OTD Chapter 10 Flashcards
Organizational change
The process by which organizations move from their present state to some desired future state to increase their effectiveness.
Targets of change
HOFT
Human Resources
Organizational capabilities
Functional resources
Technological capabilities
Human Resources (organizational change)
Typical kinds of efforts directed at Human Resources.
- New investment in training and development activities.
- Socialising employees into the organizational culture.
- Changing organizational norms and values
- On-going examination of the way in which promotion and reward systems operate.
- Changing the composition of the top-management team
Functional resources (organizational change)
Transferring resources to the functions where most value can be created.
Technological capabilities (organizational change)
The ability to develop a constant stream of new/improved products.
Organizational capabilities (organisational change)

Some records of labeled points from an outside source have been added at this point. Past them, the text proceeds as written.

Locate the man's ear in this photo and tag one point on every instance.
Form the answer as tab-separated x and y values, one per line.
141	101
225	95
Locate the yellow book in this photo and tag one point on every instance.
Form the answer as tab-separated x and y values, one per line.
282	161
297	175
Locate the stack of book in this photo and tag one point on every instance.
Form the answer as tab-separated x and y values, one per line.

Changing the relationship between people and functions to increase their ability to create value.
Forces for change
Both internal and external.
Competitive forces, global forces, demographic and social forces, ethical forces.
Resistance to change
Mostly internal.
Organizational level
Group level (functional level included)
Individual level
Organizational inertia
The tendency of an organization to resist change and maintain the status quo. Remaining unchanged.

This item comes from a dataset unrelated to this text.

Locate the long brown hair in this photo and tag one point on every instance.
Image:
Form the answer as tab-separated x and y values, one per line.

Organizational-level resistance to change
- Differences in functional orientation
- Organizational culture
- Mechanistic structure
- Power and conflict
Differences in functional orientation (Organizational-level resistance to change)
Functions and divisions seeing the source of a problem differently because they can only see an issue or problem from their own point of view.

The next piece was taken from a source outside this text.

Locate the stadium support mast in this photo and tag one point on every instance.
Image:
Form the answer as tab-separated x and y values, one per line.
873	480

Organizational culture (organizational level resistance to change)
An organization’s values and norms, when they are disrupted or changed, can cause resistance.
Mechanistic structure (Organizational-level resistance to change)
Mechanistic structure is more resistant to change (compared to the organic structure) because people are expected to act a certain way and do not develop the capacity to adjust behaviour to changing conditions.
Power and conflict (organization-level resistance to change)
E.g. conflict between two functional departments.
Group-level resistance to change
- Groups having developed strong informal norms that govern behaviour and interaction. When change is needed, it changes the task-role relationship, leading to disruption.
- Group cohesiveness: too much cohesiveness sniffles opportunities to adapt.
- Groupthink: faulty decision making. Even if a group is aware that their decision is wrong, they will continue to pursue it because they are committed to it.